すると、奏良が欠伸をしながら寝室から出て来た。


「おはよう、パパ。もうご飯できたから、雪音(ゆきね)起こしてきてくれる?」
「ん……」


寝ぼけているのか、奏良は私の背後に立って抱きしめて来た。


「大きくなったね、みーちゃん」
「は?なに、急に」
「ちょっとね、懐かしい夢を見たから」


その懐かしい夢の内容がなんとなくわかったけど、朝の忙しい時間に思い出に浸っている暇はない。


「早く準備して」


奏良に雪音を起こしてきてもらい、三人で食卓を囲む。


「料理の腕も抜群に上がったね。

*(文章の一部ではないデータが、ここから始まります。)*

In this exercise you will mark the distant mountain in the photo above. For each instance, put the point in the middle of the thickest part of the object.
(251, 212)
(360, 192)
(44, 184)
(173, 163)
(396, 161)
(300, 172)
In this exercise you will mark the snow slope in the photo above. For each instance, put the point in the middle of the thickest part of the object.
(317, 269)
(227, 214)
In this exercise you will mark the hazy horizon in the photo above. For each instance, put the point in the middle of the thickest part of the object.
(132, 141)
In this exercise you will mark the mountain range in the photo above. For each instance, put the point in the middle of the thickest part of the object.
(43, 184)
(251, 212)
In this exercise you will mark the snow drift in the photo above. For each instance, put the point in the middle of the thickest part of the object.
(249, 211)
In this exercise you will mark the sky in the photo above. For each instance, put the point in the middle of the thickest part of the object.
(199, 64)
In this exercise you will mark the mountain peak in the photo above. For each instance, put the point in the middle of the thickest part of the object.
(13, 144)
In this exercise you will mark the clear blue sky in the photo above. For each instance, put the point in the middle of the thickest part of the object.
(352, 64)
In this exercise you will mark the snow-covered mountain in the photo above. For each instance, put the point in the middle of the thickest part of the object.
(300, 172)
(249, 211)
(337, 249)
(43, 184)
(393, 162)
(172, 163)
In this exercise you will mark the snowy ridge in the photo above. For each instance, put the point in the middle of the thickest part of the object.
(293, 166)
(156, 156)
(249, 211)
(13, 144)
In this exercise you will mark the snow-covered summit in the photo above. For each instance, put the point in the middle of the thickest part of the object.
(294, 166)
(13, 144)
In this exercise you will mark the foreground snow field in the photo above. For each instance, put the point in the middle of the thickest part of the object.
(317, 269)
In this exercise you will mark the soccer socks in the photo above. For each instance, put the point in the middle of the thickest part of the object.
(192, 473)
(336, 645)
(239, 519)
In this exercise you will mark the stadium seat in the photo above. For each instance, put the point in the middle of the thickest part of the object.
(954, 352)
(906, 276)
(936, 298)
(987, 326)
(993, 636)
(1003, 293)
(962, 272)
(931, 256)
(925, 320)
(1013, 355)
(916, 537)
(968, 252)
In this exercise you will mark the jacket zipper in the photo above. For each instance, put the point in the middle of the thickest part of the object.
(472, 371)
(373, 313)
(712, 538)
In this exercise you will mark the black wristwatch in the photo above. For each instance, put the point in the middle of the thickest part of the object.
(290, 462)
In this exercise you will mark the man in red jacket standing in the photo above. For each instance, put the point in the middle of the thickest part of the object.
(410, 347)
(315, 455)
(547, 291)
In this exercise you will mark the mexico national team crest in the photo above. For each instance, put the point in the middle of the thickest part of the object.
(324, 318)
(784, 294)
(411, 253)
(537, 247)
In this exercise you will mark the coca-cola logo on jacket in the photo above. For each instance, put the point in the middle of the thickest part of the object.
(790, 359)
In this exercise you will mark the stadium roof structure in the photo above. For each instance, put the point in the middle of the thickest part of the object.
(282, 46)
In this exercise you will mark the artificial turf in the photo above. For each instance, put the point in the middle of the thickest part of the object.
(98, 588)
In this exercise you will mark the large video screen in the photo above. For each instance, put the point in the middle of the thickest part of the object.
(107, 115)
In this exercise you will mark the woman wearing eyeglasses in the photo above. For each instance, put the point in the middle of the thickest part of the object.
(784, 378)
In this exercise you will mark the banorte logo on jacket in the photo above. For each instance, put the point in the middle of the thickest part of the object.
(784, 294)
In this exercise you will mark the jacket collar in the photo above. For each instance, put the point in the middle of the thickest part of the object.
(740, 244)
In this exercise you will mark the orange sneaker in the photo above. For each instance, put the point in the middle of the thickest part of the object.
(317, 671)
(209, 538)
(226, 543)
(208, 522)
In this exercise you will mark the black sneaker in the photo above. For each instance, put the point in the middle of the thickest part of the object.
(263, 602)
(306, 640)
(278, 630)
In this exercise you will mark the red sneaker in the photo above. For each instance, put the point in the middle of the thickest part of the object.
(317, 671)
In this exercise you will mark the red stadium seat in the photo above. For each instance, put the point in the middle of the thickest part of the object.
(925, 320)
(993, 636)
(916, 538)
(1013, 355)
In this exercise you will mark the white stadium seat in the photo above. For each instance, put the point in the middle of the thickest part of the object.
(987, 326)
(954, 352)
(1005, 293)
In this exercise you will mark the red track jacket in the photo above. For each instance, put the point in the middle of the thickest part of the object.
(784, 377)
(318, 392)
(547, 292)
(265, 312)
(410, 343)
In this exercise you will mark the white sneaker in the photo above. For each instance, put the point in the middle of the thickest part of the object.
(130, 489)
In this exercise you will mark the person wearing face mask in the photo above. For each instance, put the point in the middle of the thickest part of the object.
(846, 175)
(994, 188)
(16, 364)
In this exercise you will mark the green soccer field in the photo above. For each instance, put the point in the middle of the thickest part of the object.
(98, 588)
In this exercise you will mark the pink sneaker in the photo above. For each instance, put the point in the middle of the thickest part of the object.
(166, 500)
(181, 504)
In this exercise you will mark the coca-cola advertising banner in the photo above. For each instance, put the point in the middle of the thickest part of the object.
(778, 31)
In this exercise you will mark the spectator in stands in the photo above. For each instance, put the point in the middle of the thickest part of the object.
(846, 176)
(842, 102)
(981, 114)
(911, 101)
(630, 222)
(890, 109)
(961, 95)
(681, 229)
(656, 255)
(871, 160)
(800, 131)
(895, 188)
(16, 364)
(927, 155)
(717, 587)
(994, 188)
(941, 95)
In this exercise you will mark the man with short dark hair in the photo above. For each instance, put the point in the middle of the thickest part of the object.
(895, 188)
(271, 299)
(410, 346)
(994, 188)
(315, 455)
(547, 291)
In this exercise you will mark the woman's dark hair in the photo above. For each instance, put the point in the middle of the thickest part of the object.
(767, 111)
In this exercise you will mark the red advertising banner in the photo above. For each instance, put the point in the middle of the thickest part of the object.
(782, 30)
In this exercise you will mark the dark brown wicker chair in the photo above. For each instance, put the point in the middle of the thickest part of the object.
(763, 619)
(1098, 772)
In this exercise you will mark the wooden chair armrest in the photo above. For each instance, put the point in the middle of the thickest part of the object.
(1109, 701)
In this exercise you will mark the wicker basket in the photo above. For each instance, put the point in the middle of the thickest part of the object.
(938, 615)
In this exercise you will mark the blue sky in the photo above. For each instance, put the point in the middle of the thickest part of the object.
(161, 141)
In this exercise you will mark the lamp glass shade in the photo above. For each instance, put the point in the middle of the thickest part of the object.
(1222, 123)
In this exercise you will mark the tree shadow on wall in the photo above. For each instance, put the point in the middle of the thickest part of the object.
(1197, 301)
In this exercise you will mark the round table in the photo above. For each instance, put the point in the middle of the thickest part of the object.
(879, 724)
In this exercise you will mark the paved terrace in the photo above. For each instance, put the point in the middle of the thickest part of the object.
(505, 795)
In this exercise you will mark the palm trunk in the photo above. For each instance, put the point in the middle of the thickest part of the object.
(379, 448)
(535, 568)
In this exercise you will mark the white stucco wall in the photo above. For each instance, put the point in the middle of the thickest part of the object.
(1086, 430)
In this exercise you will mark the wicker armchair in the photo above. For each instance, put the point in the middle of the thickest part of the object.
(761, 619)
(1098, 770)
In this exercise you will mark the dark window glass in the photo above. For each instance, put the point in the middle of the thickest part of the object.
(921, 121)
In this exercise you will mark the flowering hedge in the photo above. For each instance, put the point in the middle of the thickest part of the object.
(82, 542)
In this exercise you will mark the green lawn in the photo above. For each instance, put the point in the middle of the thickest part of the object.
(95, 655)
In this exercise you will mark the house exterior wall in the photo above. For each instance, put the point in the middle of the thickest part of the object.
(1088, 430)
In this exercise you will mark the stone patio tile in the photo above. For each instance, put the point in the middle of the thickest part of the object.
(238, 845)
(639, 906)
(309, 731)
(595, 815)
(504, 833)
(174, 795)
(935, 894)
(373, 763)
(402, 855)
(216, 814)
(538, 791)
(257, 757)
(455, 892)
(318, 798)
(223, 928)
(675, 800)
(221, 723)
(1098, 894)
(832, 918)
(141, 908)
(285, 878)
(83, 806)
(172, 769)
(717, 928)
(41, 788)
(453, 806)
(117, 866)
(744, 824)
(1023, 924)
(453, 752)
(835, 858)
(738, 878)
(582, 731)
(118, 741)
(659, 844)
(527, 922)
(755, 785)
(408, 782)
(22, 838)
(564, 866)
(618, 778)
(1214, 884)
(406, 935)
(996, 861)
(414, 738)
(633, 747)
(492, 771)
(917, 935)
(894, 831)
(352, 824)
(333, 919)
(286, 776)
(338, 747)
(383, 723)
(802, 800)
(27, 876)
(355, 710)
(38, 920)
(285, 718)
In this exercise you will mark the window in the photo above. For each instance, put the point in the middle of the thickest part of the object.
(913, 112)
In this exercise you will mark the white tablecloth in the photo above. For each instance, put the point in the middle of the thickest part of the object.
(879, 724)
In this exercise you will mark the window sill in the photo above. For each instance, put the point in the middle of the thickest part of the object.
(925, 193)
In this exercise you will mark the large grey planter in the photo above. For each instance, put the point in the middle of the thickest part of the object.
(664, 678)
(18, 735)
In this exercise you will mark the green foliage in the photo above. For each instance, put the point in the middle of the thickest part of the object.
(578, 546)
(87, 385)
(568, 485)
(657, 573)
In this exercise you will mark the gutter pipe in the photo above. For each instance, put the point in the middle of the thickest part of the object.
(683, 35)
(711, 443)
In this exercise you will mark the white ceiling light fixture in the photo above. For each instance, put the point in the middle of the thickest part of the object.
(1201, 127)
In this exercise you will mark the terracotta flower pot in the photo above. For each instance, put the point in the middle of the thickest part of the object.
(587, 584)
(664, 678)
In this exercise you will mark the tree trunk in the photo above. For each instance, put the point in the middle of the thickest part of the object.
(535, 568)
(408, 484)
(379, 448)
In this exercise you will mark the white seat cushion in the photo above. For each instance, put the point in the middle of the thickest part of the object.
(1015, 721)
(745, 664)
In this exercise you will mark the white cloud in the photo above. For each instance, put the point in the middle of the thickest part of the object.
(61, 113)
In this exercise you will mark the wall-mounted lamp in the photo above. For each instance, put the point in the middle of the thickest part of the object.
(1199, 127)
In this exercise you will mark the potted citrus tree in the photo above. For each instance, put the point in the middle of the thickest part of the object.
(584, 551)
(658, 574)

おいしいよ」
「ママのご飯、好きー」


二人の言葉が、私を笑顔にする。


あんなに生意気で、だけど素直だった十五年前の私は思い出となった。


あの日から小学校を卒業するまでは、毎朝みそ汁を作った。
中学に上がってからは少しずつ作れるものを増やした。


高校生になってからは、夕飯は私が作るようになった。


料理を作っている間は、ずっと奏良の言葉が胸にあった。


『誰かに料理を作るときは、相手の笑顔を思い浮かべる』


奏良は冗談ぽく誤魔化していたけれど、私の中では宝物だった。
それは今でも変わらない。


奏良と、娘の雪音が「おいしい」と笑ってくれることを願いながら、明日もご飯を作るからね。